Experiments span a wide array of leading LLMs (GPT-4, Claude2, GPT-3.5, Llama-2, Vicuna, etc.) against both base and attack-enhanced subsets:

• Most LLMs maintain high safety rates in base cases but show pronounced vulnerability (elevated ASR) in adversarially manipulated (attack-enhanced) conditions.
• Elo ratings calculated on both base and attack sets reveal relative resilience, with models like Claude2 and GPT-4 outperforming others in adversarial contexts.
• Decomposition by taxonomy levels demonstrates model-specific weak points, e.g., certain LLMs excel in Representation toxicity mitigation but underperform in Information Safety or Malicious Use.
• Defensive interventions (e.g., paraphrasing and reminder prompts) effect measurable drops in ASR, suggesting practical, scalable defense mechanisms that maintain helpfulness while suppressing abuse vectors.

6. Benchmark Utility and Practical Application

SALAD-Bench enables systematic, fine-grained evaluation of LLM safety, resilience to attack, and defense effectiveness in a joint platform. Researchers may:

• Quantitatively compare models for safety performance overall and per taxonomy axis.
• Test attack and defense methodologies within a controlled, extensible framework.
• Generate actionable insights for model improvement and safety alignment strategies.

The public release at https://github.com/OpenSafetyLab/SALAD-BENCH includes dataset, evaluation scripts, the MD-Judge model, and supporting code for full reproducibility.

7. Future Directions

The benchmark is positioned for ongoing extension and deeper adversarial stress testing.
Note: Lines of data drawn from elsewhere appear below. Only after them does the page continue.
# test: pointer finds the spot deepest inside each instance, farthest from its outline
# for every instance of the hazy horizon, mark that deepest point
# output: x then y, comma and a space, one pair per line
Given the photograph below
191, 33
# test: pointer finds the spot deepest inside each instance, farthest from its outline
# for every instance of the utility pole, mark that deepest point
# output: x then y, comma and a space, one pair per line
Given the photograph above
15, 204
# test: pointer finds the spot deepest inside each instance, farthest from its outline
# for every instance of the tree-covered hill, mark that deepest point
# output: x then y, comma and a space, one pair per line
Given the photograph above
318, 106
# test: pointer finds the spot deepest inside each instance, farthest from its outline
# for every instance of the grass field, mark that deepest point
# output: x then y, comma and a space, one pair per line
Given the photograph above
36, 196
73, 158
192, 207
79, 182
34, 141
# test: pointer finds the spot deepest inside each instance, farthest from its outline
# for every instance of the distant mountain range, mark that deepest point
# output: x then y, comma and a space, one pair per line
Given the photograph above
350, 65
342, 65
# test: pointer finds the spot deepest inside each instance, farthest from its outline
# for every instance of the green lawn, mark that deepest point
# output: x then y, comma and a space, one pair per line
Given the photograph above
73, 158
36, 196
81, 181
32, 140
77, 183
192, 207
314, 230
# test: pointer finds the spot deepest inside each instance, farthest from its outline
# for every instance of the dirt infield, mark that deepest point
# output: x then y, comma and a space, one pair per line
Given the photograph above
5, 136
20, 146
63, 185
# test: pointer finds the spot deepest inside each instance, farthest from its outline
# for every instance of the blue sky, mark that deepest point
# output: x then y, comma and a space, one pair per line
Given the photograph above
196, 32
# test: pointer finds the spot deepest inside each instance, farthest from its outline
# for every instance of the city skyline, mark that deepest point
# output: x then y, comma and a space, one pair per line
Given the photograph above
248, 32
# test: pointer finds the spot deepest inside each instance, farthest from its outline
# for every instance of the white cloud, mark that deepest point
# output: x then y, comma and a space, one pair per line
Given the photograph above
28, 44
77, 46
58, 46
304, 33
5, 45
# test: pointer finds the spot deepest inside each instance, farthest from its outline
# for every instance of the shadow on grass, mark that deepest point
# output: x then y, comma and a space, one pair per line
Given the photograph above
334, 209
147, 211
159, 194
Prospective research avenues include:

• Finer resolution of new harm domains with evolving LLM applications.
• Expansion to multilingual and multimodal tasks.
• Development and systematization of novel attack/defense strategies with automated benchmarking protocols.
• Enhanced taxonomic granularity for regulatory and compliance use-cases.

SALAD-Bench establishes a template for rigorous LLM safety verification and adaptation under the dynamic landscape of generative language technology.